Former Toronto Argonauts star Nobby Wirkowski dead at 88
Head Coach Bud Grant (left) of the Winnipeg Blue Bombers and Nobby Wirkowski, coach of the Toronto Argonauts, watch a Blue Bomber practice during the week leading up to the Blue Bomber versus Tiger Cats Grey Cup, Varsity Stadium, Toronto, Ont., Wed., Nov. 24, 1965. (THE CANADIAN PRESS)
Neil Davidson, The Canadian Press
Published Thursday, October 16, 2014 11:28AM EDT
Last Updated Thursday, October 16, 2014 12:15PM EDT
TORONTO -- Nobby Wirkowski, who experienced highs and lows with the Toronto Argonauts during the 1950s, has died at the age of 88.
The death of the longtime Mississauga, Ont., resident was confirmed Thursday by the CFL team.
Wirkowski, a Chicago native, spent most of five seasons with the Argos as a player and quarterbacked the team to the 1952 Grey Cup championship. He later became head coach.
Wirkowski, with a receiving corps that included Royal Copeland, Bill Bass, Rod Smylie and Zeke O'Connor, led the Argos past Hamilton, Sarnia and finally Edmonton to win their 10th Grey Cup championship.
He ran for a touchdown and threw for another in a 21-11 win over the Eskimos before 27,391 at Toronto's Varsity Stadium. The Argonauts did not win another Grey Cup until 1983.

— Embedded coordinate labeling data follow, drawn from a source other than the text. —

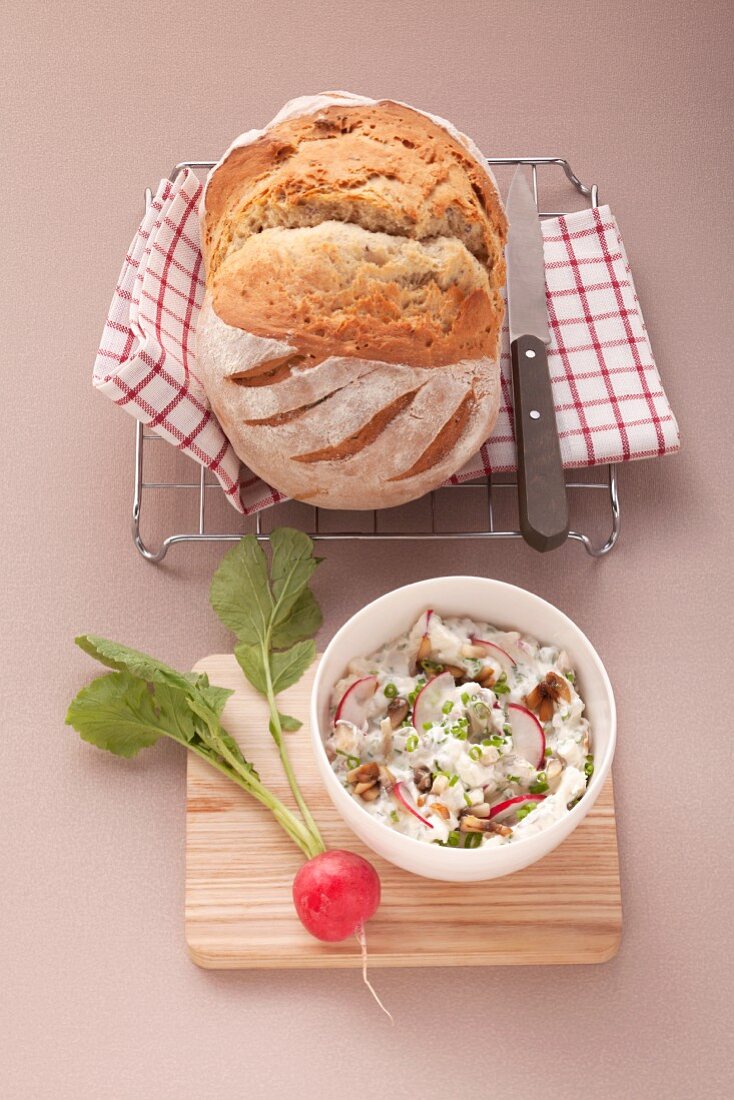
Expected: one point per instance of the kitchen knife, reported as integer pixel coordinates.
(540, 483)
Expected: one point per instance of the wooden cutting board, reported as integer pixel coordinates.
(240, 866)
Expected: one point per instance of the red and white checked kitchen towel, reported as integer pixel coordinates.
(610, 403)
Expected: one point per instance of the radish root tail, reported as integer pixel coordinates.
(361, 939)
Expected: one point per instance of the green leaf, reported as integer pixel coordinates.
(240, 593)
(304, 620)
(216, 697)
(292, 567)
(117, 713)
(287, 724)
(288, 667)
(250, 659)
(216, 737)
(122, 658)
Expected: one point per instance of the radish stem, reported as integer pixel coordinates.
(361, 939)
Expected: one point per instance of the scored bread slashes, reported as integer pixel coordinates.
(349, 334)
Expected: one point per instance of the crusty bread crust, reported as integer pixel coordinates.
(349, 337)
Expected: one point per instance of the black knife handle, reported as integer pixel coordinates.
(540, 482)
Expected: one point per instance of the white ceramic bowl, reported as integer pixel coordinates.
(507, 607)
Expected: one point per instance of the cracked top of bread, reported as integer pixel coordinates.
(281, 262)
(354, 265)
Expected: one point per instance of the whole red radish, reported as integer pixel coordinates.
(335, 894)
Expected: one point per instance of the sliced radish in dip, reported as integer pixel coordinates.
(507, 809)
(353, 703)
(528, 738)
(428, 708)
(455, 746)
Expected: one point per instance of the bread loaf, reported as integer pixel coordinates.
(349, 334)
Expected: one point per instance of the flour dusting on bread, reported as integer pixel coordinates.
(349, 337)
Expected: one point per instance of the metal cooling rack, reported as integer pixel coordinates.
(490, 488)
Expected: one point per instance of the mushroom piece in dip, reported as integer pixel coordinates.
(460, 734)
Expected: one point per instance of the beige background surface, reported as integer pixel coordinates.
(98, 998)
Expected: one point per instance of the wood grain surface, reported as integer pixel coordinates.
(240, 865)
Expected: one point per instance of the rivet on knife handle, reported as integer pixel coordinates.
(540, 483)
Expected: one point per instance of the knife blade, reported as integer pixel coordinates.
(541, 498)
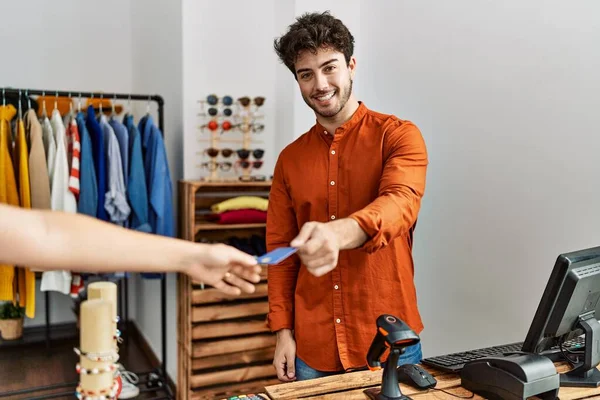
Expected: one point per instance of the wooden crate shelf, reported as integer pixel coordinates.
(205, 226)
(224, 344)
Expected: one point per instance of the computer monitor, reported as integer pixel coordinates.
(570, 306)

Toronto's lack of success in the two seasons after its Grey Cup win led to a fan backlash with Wirkowski bearing the brunt. Viewed as a poor runner, he fared badly at times behind a weak offensive line.
In 1953, the Double Blue finished last in the East and scored only 172 points all season, their lowest output since 1948. In '54, the team was out of the playoffs again in third place although Wirkowski set a career passing mark with 62 TD passes.
Toronto manager Harry Sonshine said Wirkowski would not quarterback his team again and recruited Tom Dublinski from the Detroit Lions for a reported two year no-cut contract worth $17,000 annually. The Lions later sued Toronto for enticing away three of their players.
Coach Frank Clair had not wanted to part with Wirkowski and left to coach the University of Cincinnati.
Wirkowski was dealt to Hamilton with two other players for defensive halfback Dick Brown in a blockbuster trade in June 1955.
A Canadian Press story at the time referred to Wirkowski as "more often a bum than a hero to Toronto fans although one of the best passers in Canadian football."
He also played for Calgary before returning to Toronto in 1959 when he suffered a career-ending knee injury during an exhibition game.
He became an assistant coach that year and was elevated to head coach when Lou Agase was fired after an 0-3 start to the 1962 season. He held the position until 1964.
A letterman in football, basketball and baseball during his high school days, Wirkowski went on to star at the University of Miami (Ohio) under legendary coach Woody Hayes, who became an icon at Ohio State.
Wirkowski led the RedHawks over Texas Tech in the 1948 Sun Bowl, and then defeated Arizona State in the 1951 Salad Bowl, later known as the Fiesta Bowl.
In a 2007 interview with the Mississauga News, Wirkowski recalled that some of his college teammates back in 1948 wondered if he could throw the ball 70 yards.
"I told them 'Sure,"' Wirkowski said. "They bet me a milkshake I couldn't. Now I wasn't allowed to throw the ball on the run or anything like that. I had to have my feet planted. I threw the ball 84 yards."
He coached at Toronto's De La Salle High School from 1952 to 1957.
Wirkowski had strong ties to York University. He helped found the York football team, served as its first head coach and was also the school's athletic director while serving as a professor in the faculty of physical education.
He was York's head coach from 1968 to 1975 and 1988 to 1989, returning briefly as an associate coach in 1984 and 1987. Wirkowski retired from York in 1992.
He is a member of the Miami University Athletics Hall of Fame, York University Sports Hall of Fame and Mississauga Hall of Fame.
Drafted by the Chicago Cubs as a youth, he served overseas as an engineer with the U.S. Army during the Second World War.